Tony Gallagher

Personal information
- Full name: Anthony Gallagher
- Date of birth: 16 March 1963 (age 63)
- Place of birth: Bellshill, Scotland
- Position: Defender

Youth career
- Celtic Boys Club

Senior career*
- Years: Team / Apps / (Gls)
- East Kilbride Thistle
- 1982–1988: Albion Rovers / 133 / (16)
- 1988–1997: Stranraer / 209 / (17)
- Baillieston Juniors

= Tony Gallagher (footballer) =

Scottish footballer

Anthony Gallagher (born 16 March 1963) is a Scottish former footballer who played for Albion Rovers and Stranraer.

==Playing career==
===Early career===
Born in Bellshill, Gallagher grew up in East Kilbride and was a boyhood Celtic supporter. He played for Celtic Boys Club, becoming captain at under-13 level. He was the first captain to win the Scottish Cup at the under-13 level.

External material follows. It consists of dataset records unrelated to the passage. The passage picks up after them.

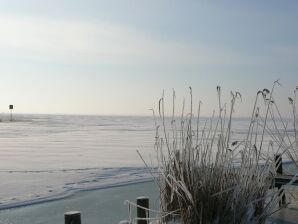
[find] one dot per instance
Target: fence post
(278, 163)
(141, 211)
(278, 167)
(72, 217)
(124, 222)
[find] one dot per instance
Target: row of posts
(74, 217)
(143, 203)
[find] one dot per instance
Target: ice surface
(46, 157)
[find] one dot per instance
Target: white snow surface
(47, 157)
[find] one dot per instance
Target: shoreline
(106, 205)
(70, 193)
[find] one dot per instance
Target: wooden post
(278, 167)
(11, 108)
(124, 222)
(278, 163)
(73, 217)
(141, 211)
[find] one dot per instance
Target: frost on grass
(208, 176)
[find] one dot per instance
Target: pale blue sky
(116, 57)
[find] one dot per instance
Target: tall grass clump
(208, 176)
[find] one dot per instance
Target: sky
(117, 57)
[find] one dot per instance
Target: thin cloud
(102, 43)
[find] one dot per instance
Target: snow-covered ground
(46, 157)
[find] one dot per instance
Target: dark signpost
(11, 108)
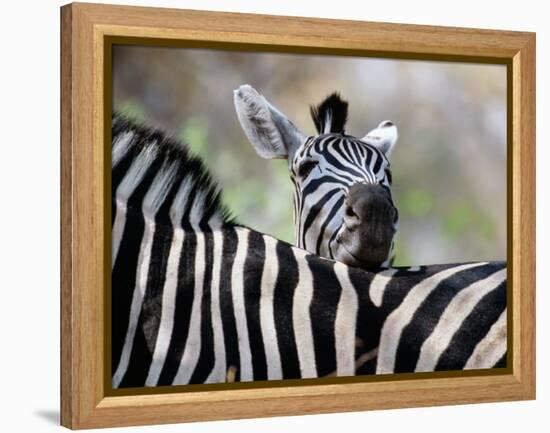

He was injured at Celtic, and decided to move on, playing for junior team East Kilbride Thistle, winning the Scottish Junior Cup in May 1983 when they beat Bo'ness United at Ibrox Stadium.

===Stranraer===
Gallagher played with Stranraer for 10 years, during which time he captained the team and helped them win the Scottish Second Division title (1994) and the Scottish Challenge Cup in 1996. He was awarded a testimonial match against Rangers at Stair Park on 20 July 1997.

==Coaching==
After dropping back into playing in Junior football, Gallagher went on to have spells coaching at Cumnock, Baillieston and Auchinleck Talbot. He then joined East Kilbride YM in 2002. Gallagher spent over eight years there before becoming assistant manager at East Kilbride Thistle, the club he had played for in the 1980s, in 2010. Gallagher resigned in June 2012, along with manager Jimmy Kerr, after the club were relegated from the Junior Super League first division.